Sometimes, a momentary source of inspiration is all you need.
Sometimes, you encounter that inspiration a long time before you find the right time to act on it.
The examples you named (legal pads, green rooms), all of which I was aware of, are rather psychological examples of what I meant by a discussion of substance. What she's exemplifying is a solid strategy for brainstorming color schemes and nothing more. The way she presents her color schemes allows them no function besides eye-candy.
Inspiration that sticks with you for later is observed naturally in a real-life context that makes you remember it, not by demand in the midst of a hoard of formulaic pinterest posts.
Group the pixels into 5 buckets, take the average of the pixels in each bucket and then sort the colors based on the number of pixels in each bucket. Not sure what machine learning algorithm would be appropriate for classification but I don't think it would be that difficult. I'm pretty sure k-nearest neighbor would produce a decent classification if you think of pixels as being in a three dimensional space.

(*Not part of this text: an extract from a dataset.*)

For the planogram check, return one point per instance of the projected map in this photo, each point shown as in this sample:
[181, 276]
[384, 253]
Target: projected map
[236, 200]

Then assign the color values into your CSS template, voila you should have a design that matches the color palette of each image.
edit: I've been playing with this process and just scaling the image to 16x16 seems to work fairly well for building a palette.

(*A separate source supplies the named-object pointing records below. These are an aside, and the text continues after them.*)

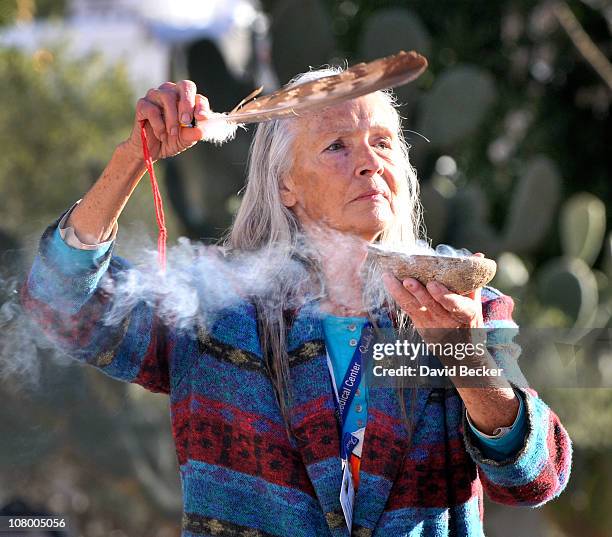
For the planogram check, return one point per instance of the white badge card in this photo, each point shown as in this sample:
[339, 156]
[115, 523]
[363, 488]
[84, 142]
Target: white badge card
[347, 495]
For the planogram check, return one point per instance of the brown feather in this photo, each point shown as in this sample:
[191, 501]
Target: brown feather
[359, 80]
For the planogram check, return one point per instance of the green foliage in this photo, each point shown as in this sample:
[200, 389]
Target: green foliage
[456, 105]
[59, 123]
[583, 226]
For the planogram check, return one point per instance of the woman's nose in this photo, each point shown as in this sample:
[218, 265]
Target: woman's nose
[368, 163]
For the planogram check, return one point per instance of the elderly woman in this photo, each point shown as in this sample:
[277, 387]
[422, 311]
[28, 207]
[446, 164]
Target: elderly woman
[265, 445]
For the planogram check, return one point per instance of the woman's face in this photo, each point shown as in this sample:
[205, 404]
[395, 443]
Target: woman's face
[345, 170]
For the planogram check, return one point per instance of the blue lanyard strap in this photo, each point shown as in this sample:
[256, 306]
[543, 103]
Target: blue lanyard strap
[345, 393]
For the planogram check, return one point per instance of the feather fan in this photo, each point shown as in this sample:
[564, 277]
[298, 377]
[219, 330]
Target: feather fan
[359, 80]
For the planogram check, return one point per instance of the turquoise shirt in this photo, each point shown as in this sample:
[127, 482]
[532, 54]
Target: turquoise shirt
[341, 338]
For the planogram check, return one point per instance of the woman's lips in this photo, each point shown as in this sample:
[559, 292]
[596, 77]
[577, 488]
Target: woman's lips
[371, 195]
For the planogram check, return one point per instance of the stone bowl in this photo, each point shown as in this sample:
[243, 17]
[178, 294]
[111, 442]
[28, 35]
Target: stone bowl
[459, 274]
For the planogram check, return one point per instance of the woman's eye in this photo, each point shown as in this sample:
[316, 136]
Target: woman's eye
[383, 144]
[336, 146]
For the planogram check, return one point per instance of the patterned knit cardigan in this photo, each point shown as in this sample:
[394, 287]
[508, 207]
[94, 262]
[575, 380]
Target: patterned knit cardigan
[240, 473]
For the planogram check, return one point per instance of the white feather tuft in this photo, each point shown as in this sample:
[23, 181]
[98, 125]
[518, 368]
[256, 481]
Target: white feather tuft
[217, 129]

Jessica is freaking amazing at colors!! I did a story today about design that made front page of HN (http://news.ycombinator.org/item?id=3467855) that referenced her company Design Seeds. Design is all about natural associations and the way she extracts colors from nature and light is maybe the most useful developer tool I have come across, as far as color schemes go.
That is because in front of your eyes, HN is blowing a company up. Just talked to Jessica and their servers have already crashed 3 times! Keep pounding her with traffic HN, good on ya! :)
Stupid question: wouldn't the ND ("You may not alter, transform, or build upon this work.") part of the license basically mean that you can't use these colour schemes?
IANAL. But I've been told that an abstract color scheme like this isn't covered by IP laws, while a color scheme in a specific context may be considered part of a trademark or trade dress. In either case it would not be covered by copyright, as that license implies.
Someone who knows more about this should jump in and elaborate.
"Your projects" does have a rather wide applicability, I guess :)
That said, I'm wondering what a /proper/ license for a colour scheme should be. If it's a css file (or even an emacs theme), that doesn't seem to be so hard to imagine.